Chibwe charges that the PwC audit was done by incompetent people who clearly lacked the requisite knowledge, skills, professionalism, integrity and objectivity. Besides, he says the audit does not establish and quantify any money stolen or prejudice against the company by him.

In the first place, Chibwe says, when financials of the companies in the group were consolidated starting 2011, Tongaat introduced a controversial payment, which he implies was corrupt and fraudulent, of 2% of gross sugar sales as “technical fees” paid by Hippo Valley to it when no such services were actually rendered — which was institutionalised theft.

He says Tongaat also allowed illegal borrowings between Hippo Valley and Triangle at above bank rates “in contravention of the law”.

 “In its substance, the forensic report is grossly inaccurate and can easily pass off as a hatchet job meant to soil my name, career and reputation,” Chibwe says.

“The whole forensic audit process was unlawful and nothing can depend on it.

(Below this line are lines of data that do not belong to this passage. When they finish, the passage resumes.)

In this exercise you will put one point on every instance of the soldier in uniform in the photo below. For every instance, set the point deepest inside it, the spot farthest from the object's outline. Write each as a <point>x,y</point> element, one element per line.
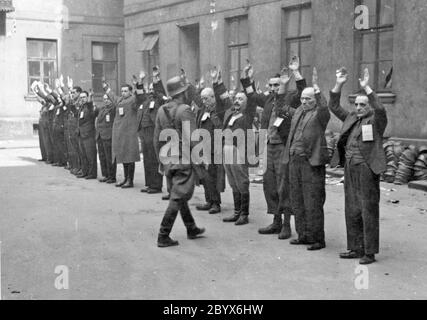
<point>211,117</point>
<point>306,153</point>
<point>177,115</point>
<point>147,113</point>
<point>125,147</point>
<point>276,119</point>
<point>361,152</point>
<point>86,134</point>
<point>104,137</point>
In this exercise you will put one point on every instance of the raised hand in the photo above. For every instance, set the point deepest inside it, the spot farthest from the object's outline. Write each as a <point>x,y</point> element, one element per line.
<point>342,76</point>
<point>294,64</point>
<point>365,81</point>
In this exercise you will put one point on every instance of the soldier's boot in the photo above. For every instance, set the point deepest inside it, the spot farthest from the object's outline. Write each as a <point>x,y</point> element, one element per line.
<point>286,231</point>
<point>244,210</point>
<point>129,183</point>
<point>237,208</point>
<point>126,173</point>
<point>273,228</point>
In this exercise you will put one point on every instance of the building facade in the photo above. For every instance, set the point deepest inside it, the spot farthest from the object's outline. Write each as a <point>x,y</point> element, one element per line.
<point>42,39</point>
<point>387,36</point>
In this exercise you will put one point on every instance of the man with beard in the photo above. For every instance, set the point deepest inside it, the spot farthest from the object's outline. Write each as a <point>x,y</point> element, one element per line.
<point>276,118</point>
<point>177,115</point>
<point>104,139</point>
<point>211,117</point>
<point>147,113</point>
<point>306,153</point>
<point>125,146</point>
<point>360,151</point>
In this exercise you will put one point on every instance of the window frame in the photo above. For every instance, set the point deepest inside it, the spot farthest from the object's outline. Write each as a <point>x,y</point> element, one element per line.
<point>104,63</point>
<point>239,46</point>
<point>41,60</point>
<point>358,48</point>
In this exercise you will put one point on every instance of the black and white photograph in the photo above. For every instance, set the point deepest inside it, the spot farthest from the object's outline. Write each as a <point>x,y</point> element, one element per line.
<point>233,152</point>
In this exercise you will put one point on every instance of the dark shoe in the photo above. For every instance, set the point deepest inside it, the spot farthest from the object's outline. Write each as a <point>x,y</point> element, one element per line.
<point>204,207</point>
<point>286,232</point>
<point>216,208</point>
<point>299,242</point>
<point>242,221</point>
<point>166,197</point>
<point>153,191</point>
<point>195,233</point>
<point>273,228</point>
<point>367,259</point>
<point>232,218</point>
<point>351,255</point>
<point>121,184</point>
<point>316,246</point>
<point>166,241</point>
<point>128,184</point>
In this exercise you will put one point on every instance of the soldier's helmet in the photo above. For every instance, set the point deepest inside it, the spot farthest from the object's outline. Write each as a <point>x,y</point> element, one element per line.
<point>175,86</point>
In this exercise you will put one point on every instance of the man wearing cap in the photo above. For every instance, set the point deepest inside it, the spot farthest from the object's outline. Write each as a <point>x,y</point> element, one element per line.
<point>178,117</point>
<point>360,151</point>
<point>307,154</point>
<point>278,109</point>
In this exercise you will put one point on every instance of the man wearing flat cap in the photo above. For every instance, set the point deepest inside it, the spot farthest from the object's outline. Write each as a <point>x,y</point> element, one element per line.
<point>177,116</point>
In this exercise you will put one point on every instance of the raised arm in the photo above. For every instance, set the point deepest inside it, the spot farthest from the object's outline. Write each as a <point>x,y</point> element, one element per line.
<point>335,95</point>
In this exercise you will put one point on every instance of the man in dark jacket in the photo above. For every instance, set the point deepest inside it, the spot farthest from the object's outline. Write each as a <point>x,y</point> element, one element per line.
<point>306,153</point>
<point>104,139</point>
<point>360,151</point>
<point>276,120</point>
<point>86,134</point>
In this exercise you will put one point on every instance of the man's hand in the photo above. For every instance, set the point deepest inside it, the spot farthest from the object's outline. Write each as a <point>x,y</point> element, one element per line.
<point>294,64</point>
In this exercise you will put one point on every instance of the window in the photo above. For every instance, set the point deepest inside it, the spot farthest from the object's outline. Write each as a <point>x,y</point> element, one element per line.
<point>238,49</point>
<point>150,51</point>
<point>374,46</point>
<point>42,61</point>
<point>104,66</point>
<point>297,38</point>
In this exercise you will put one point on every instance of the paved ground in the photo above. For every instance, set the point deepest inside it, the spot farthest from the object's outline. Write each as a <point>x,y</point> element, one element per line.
<point>107,240</point>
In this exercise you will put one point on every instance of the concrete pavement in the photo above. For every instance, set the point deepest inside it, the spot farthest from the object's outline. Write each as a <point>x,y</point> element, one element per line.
<point>106,239</point>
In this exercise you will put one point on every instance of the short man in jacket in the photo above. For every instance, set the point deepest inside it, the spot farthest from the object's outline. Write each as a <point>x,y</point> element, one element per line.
<point>177,115</point>
<point>278,108</point>
<point>306,153</point>
<point>360,151</point>
<point>104,139</point>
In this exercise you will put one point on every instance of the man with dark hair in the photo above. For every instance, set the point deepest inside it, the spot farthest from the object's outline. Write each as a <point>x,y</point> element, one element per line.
<point>278,109</point>
<point>104,136</point>
<point>125,146</point>
<point>86,134</point>
<point>177,115</point>
<point>306,153</point>
<point>360,151</point>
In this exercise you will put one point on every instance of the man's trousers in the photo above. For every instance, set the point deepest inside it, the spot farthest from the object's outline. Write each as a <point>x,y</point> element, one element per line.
<point>88,154</point>
<point>273,177</point>
<point>362,196</point>
<point>108,168</point>
<point>153,179</point>
<point>307,192</point>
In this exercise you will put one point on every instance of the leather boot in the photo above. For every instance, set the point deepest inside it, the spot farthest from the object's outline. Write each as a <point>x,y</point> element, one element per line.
<point>286,232</point>
<point>126,173</point>
<point>244,210</point>
<point>165,241</point>
<point>129,183</point>
<point>273,228</point>
<point>237,207</point>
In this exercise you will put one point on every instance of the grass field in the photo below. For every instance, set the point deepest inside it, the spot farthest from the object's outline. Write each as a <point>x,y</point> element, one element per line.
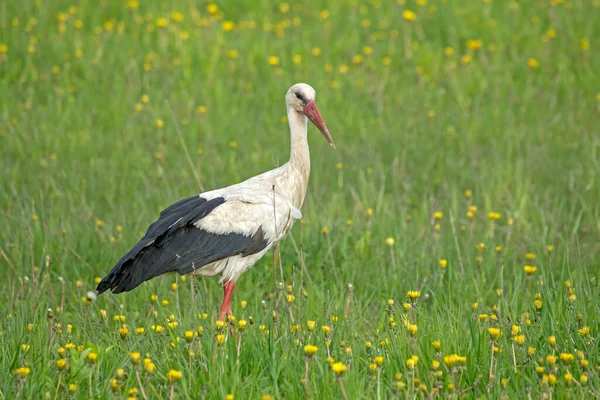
<point>467,170</point>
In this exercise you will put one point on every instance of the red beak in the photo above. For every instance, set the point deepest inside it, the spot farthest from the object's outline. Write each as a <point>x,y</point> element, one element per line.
<point>312,112</point>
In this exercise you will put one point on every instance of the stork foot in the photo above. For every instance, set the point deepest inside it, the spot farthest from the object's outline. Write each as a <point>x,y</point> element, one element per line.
<point>226,306</point>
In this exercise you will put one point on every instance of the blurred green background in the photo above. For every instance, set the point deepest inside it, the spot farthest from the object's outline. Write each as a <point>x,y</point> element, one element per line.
<point>112,110</point>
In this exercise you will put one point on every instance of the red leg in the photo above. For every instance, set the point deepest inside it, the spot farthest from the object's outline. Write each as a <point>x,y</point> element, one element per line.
<point>226,306</point>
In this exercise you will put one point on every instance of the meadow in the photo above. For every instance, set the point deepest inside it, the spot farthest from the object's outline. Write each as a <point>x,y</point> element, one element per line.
<point>449,246</point>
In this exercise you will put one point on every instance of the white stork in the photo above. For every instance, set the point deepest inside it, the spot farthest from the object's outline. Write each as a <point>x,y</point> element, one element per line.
<point>225,231</point>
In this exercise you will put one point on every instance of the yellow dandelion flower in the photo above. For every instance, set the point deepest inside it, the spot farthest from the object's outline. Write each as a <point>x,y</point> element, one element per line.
<point>174,376</point>
<point>411,363</point>
<point>339,368</point>
<point>135,357</point>
<point>409,16</point>
<point>519,339</point>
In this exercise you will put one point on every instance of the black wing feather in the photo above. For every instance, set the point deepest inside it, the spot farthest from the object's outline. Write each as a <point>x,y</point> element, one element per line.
<point>174,243</point>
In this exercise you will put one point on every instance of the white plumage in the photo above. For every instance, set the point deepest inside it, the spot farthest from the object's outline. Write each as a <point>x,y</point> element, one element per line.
<point>226,231</point>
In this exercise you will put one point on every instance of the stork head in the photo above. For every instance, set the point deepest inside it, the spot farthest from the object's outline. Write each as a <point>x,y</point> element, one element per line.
<point>301,98</point>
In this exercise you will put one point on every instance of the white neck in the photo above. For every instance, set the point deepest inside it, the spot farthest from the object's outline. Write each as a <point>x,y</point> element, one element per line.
<point>299,154</point>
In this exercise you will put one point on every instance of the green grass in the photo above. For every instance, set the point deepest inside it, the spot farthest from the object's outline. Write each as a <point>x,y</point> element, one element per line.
<point>421,119</point>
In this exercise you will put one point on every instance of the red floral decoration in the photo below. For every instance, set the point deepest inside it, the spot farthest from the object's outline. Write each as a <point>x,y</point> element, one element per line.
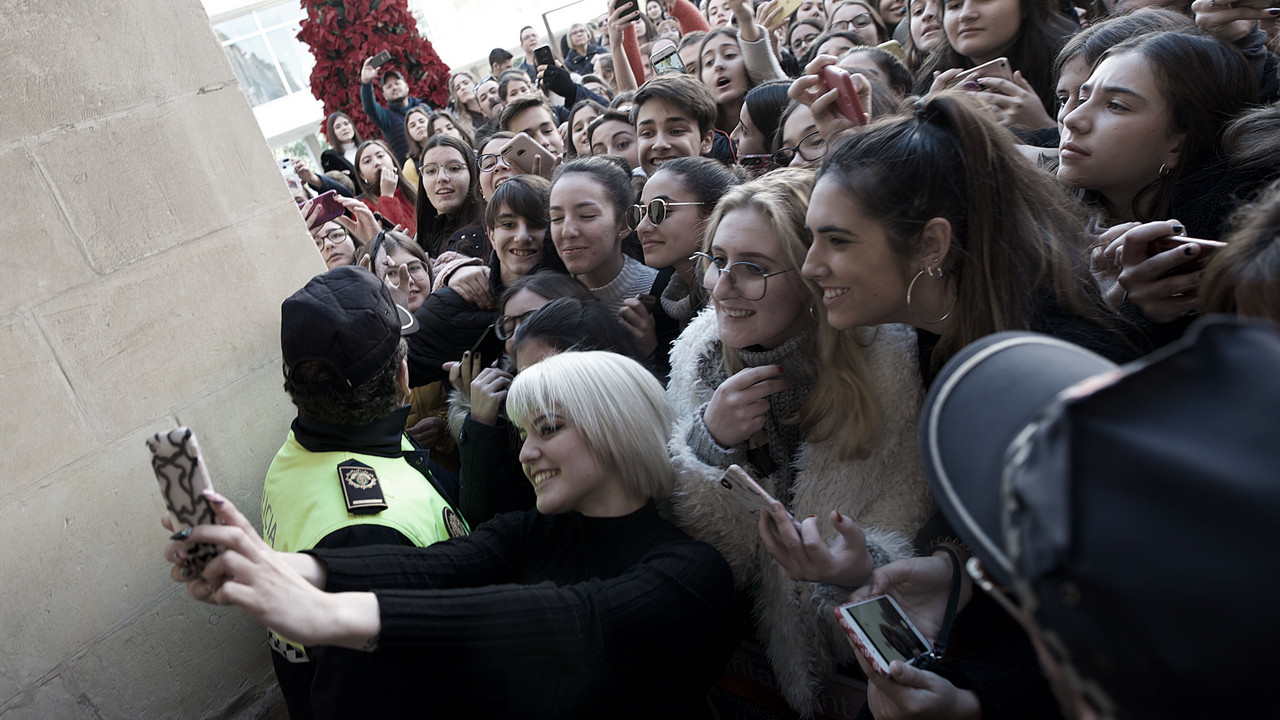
<point>342,33</point>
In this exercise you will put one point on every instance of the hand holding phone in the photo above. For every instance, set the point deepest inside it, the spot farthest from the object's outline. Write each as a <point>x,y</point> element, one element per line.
<point>521,151</point>
<point>666,59</point>
<point>745,490</point>
<point>882,632</point>
<point>544,57</point>
<point>329,208</point>
<point>181,472</point>
<point>992,68</point>
<point>848,103</point>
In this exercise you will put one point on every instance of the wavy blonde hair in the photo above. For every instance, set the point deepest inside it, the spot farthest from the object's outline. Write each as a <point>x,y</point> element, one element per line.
<point>841,405</point>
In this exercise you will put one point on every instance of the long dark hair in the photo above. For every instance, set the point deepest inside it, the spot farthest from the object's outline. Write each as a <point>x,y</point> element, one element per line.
<point>370,188</point>
<point>1042,33</point>
<point>333,139</point>
<point>1207,83</point>
<point>434,232</point>
<point>1015,233</point>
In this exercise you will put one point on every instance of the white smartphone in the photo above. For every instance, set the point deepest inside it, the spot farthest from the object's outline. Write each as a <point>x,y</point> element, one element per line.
<point>992,68</point>
<point>745,490</point>
<point>183,478</point>
<point>882,632</point>
<point>520,151</point>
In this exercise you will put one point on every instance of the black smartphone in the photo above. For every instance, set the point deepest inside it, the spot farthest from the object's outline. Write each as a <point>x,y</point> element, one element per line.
<point>882,632</point>
<point>544,57</point>
<point>667,62</point>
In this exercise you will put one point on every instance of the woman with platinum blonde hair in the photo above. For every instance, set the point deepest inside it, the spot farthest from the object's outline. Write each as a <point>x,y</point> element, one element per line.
<point>590,606</point>
<point>823,419</point>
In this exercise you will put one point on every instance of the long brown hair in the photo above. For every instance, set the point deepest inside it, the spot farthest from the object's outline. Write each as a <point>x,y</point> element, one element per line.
<point>841,405</point>
<point>1015,233</point>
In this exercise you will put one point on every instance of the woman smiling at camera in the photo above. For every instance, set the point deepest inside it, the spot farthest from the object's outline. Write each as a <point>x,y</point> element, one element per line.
<point>589,606</point>
<point>824,420</point>
<point>933,219</point>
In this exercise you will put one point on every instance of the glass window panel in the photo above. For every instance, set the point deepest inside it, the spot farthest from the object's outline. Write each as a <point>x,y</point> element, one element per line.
<point>282,13</point>
<point>295,59</point>
<point>255,69</point>
<point>234,28</point>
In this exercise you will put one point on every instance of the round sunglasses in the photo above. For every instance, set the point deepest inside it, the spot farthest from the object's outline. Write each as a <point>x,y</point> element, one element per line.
<point>656,209</point>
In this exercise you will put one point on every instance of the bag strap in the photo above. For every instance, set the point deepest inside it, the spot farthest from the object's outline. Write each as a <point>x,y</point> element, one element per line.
<point>940,647</point>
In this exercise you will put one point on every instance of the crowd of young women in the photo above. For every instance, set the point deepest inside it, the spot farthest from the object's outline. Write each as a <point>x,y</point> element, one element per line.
<point>1023,164</point>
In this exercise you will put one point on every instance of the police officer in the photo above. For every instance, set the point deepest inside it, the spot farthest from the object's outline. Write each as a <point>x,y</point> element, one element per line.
<point>346,475</point>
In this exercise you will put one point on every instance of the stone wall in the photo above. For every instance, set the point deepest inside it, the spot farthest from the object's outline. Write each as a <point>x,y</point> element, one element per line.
<point>149,241</point>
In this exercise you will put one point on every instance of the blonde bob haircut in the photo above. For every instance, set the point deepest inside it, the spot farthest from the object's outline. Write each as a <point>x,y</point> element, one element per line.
<point>840,406</point>
<point>618,406</point>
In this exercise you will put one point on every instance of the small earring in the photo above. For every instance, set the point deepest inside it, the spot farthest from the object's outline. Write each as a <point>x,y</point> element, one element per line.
<point>935,270</point>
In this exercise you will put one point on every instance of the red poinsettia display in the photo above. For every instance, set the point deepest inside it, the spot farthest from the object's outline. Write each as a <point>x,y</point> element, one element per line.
<point>342,33</point>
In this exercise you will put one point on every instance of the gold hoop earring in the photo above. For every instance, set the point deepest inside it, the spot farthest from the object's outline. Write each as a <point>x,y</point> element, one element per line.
<point>912,286</point>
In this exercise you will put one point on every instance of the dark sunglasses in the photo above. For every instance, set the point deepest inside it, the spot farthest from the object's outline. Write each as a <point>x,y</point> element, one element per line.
<point>656,209</point>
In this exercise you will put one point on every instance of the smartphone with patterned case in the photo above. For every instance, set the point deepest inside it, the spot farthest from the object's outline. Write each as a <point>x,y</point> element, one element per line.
<point>182,475</point>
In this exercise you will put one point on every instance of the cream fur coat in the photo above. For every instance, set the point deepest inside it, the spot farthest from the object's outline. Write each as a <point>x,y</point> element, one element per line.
<point>885,493</point>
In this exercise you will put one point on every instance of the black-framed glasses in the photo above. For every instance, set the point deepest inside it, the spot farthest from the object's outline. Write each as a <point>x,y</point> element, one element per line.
<point>333,237</point>
<point>504,327</point>
<point>858,22</point>
<point>656,209</point>
<point>489,162</point>
<point>749,279</point>
<point>812,147</point>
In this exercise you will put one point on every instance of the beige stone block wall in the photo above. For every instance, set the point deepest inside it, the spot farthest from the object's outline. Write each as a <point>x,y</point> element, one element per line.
<point>149,245</point>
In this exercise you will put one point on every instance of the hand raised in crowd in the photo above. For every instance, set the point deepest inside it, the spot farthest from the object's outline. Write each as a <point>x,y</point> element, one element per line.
<point>912,693</point>
<point>946,78</point>
<point>361,222</point>
<point>801,551</point>
<point>1105,264</point>
<point>618,19</point>
<point>812,90</point>
<point>922,586</point>
<point>488,395</point>
<point>368,72</point>
<point>426,432</point>
<point>1153,281</point>
<point>279,589</point>
<point>310,214</point>
<point>305,173</point>
<point>461,374</point>
<point>639,322</point>
<point>1015,103</point>
<point>1228,21</point>
<point>737,408</point>
<point>471,283</point>
<point>388,178</point>
<point>744,14</point>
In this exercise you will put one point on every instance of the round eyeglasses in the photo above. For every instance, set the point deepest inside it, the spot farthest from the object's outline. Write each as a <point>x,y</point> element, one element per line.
<point>749,279</point>
<point>812,147</point>
<point>859,22</point>
<point>504,327</point>
<point>656,209</point>
<point>489,162</point>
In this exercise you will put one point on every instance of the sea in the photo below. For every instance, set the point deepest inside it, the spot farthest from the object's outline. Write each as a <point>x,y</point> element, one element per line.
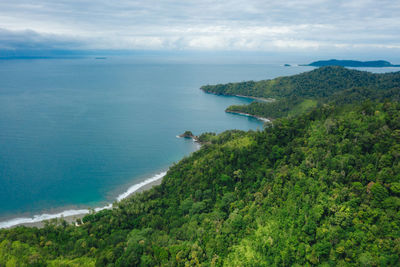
<point>83,133</point>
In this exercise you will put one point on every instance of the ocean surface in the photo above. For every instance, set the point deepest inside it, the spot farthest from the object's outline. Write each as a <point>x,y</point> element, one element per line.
<point>77,133</point>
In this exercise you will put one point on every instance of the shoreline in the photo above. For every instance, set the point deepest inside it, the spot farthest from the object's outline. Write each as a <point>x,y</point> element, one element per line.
<point>249,115</point>
<point>262,99</point>
<point>72,215</point>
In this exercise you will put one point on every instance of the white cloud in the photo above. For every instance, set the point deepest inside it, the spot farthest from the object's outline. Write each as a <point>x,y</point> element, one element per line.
<point>257,25</point>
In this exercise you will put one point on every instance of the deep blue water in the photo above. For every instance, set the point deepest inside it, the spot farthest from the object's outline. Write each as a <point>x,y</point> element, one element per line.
<point>76,133</point>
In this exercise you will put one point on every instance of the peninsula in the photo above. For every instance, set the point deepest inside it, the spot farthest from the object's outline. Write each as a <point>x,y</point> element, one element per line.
<point>352,63</point>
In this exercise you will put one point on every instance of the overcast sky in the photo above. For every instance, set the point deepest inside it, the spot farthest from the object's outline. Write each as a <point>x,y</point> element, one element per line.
<point>245,25</point>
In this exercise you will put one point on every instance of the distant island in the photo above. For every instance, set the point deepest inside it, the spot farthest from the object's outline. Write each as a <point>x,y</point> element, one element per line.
<point>352,63</point>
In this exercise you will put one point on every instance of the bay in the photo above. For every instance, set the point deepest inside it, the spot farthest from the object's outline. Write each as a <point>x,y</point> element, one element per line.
<point>78,132</point>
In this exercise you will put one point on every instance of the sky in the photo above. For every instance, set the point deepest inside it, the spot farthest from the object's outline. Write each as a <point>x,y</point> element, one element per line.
<point>290,26</point>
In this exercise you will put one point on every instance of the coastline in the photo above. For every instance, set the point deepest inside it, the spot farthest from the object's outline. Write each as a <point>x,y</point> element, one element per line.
<point>249,115</point>
<point>72,215</point>
<point>262,99</point>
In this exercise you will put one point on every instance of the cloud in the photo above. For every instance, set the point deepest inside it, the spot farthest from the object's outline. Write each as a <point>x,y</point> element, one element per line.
<point>253,25</point>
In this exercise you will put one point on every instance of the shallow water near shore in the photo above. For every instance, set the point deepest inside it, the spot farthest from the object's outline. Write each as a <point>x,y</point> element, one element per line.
<point>78,133</point>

For the benefit of the parties, its invalidity must be pronounced and set aside. Further, the substance of the audit report is clearly questionable, unsatisfactory and, most importantly, unlawful. The auditors could not provide the necessary link alleged between myself and the alleged malpractices. The whole audit does not particularly point out my involvement and my role within the two respective boards in the alleged malpractices. There cannot be a forensic investigation which convicts me in a ‘crowd’.”

 Chibwe laments that he is viciously condemned and vilified without justification.

“Crucially, in their report, the auditors do not allege nor demonstrate that I violated any law in Zimbabwe. They do not allege that I failed to discharge any of the mandates bestowed upon me by the respective boards of directors of the 1st (Zimbabwe Sugar Sales) and 2nd (Hippo Valley) respondents,” he says.

“They do not allege nor demonstrate that I violated the Articles of Association of the 1st (Zimbabwe Sugar Sales) and 2nd (Hippo Valley) respondents. I am perplexed that in the absence of any wrongdoing in my respective capacity as a director, I am mercilessly condemned by the audit report.”

Chibwe says as a result of its wrong commissioning, unprocedural issues, illegalities, fatal flaws and a glaring lack of substance, the audit must be dismissed as invalid — a nullity — and set aside.